Actor David Hyde Pierce felt helpless while watching two loved ones succumb to Alzheimer's disease. Here, he shares his family's struggle and why his advocacy work gives him new hope.

By
Ellen Byron
David with his father, George

David's top Alzheimer's caregiving tips
In 2011, 15 million people provided unpaid care to loved ones with Alzheimer's and other forms of dementia, according to the Alzheimer's Association (AA). More than 60% of caregivers rate the emotional stress as high, and one-third report symptoms of depression. Here's how you can minimize any stress and give your loved one the best care possible:

1. Take advantage of an early diagnosis.
Devastating as it may be, an early diagnosis means your loved one can make crucial decisions before the disease starts to take a serious toll. "People…can plan things they've always wanted to do," says David. "They can also plan for the end—whether it's financial planning or medical choices."

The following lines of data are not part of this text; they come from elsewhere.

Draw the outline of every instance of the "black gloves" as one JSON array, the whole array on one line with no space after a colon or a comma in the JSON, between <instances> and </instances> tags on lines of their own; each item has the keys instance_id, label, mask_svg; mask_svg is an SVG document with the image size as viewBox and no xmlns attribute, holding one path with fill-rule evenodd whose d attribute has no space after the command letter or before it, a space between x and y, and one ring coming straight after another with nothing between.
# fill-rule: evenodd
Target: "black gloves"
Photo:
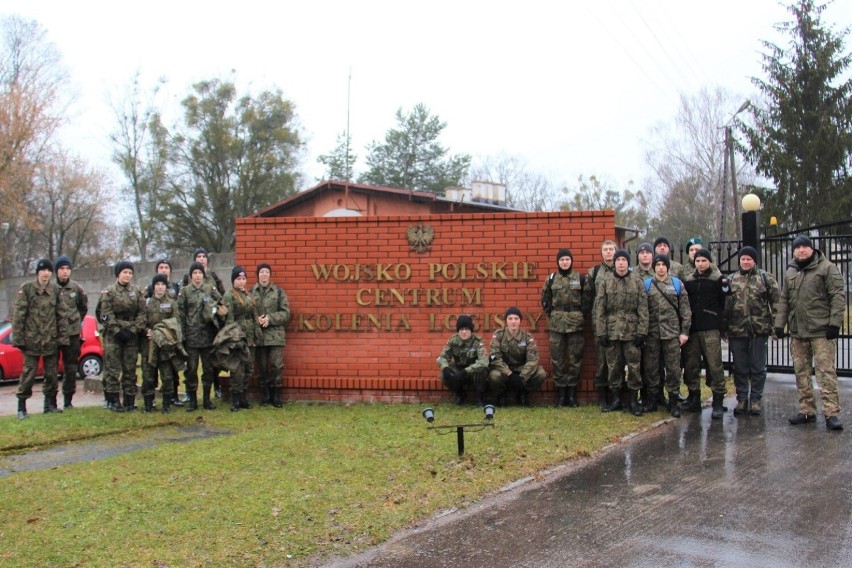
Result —
<instances>
[{"instance_id":1,"label":"black gloves","mask_svg":"<svg viewBox=\"0 0 852 568\"><path fill-rule=\"evenodd\" d=\"M722 278L720 282L722 283L722 293L729 294L731 292L731 281L728 278Z\"/></svg>"},{"instance_id":2,"label":"black gloves","mask_svg":"<svg viewBox=\"0 0 852 568\"><path fill-rule=\"evenodd\" d=\"M776 327L775 328L775 337L777 337L778 339L784 339L785 337L787 337L787 334L784 333L783 327Z\"/></svg>"},{"instance_id":3,"label":"black gloves","mask_svg":"<svg viewBox=\"0 0 852 568\"><path fill-rule=\"evenodd\" d=\"M521 374L517 371L513 371L511 375L509 375L507 382L509 386L514 389L522 389L524 388L524 380L521 378Z\"/></svg>"},{"instance_id":4,"label":"black gloves","mask_svg":"<svg viewBox=\"0 0 852 568\"><path fill-rule=\"evenodd\" d=\"M647 335L637 335L636 339L633 340L634 347L638 347L642 349L645 346L645 340L648 339Z\"/></svg>"},{"instance_id":5,"label":"black gloves","mask_svg":"<svg viewBox=\"0 0 852 568\"><path fill-rule=\"evenodd\" d=\"M444 367L444 370L441 371L441 375L444 377L445 382L452 382L456 378L456 370L452 367Z\"/></svg>"},{"instance_id":6,"label":"black gloves","mask_svg":"<svg viewBox=\"0 0 852 568\"><path fill-rule=\"evenodd\" d=\"M830 325L825 330L825 338L826 339L837 339L837 337L839 335L840 335L840 328L837 327L836 325Z\"/></svg>"},{"instance_id":7,"label":"black gloves","mask_svg":"<svg viewBox=\"0 0 852 568\"><path fill-rule=\"evenodd\" d=\"M115 339L122 345L127 345L128 343L136 339L136 334L130 331L129 329L122 329L115 334Z\"/></svg>"},{"instance_id":8,"label":"black gloves","mask_svg":"<svg viewBox=\"0 0 852 568\"><path fill-rule=\"evenodd\" d=\"M600 345L601 347L609 347L611 344L612 342L609 340L608 336L601 335L600 337L598 337L598 345Z\"/></svg>"},{"instance_id":9,"label":"black gloves","mask_svg":"<svg viewBox=\"0 0 852 568\"><path fill-rule=\"evenodd\" d=\"M15 345L15 349L17 349L18 351L20 351L21 353L23 353L25 355L27 353L27 346L26 345Z\"/></svg>"}]
</instances>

2. Know that Alzheimer's affects everyone differently.
"There's an expression we have: If you've seen one Alzheimer's patient, you've seen one Alzheimer's patient," says David. "Even though the general pathway of the disease is the same, how it progresses and the way it affects people can be wildly different."

3. Don't be afraid to get help. 
"[Alzheimer's disease] is terrifying, and people are sometimes so afraid that they don't talk about it," says David. "I think there's a big fear of being isolated socially." Reach out to the AA (alz.org) or the Us Against Alzheimer's Network (usagainstalzheimersnetwork.org).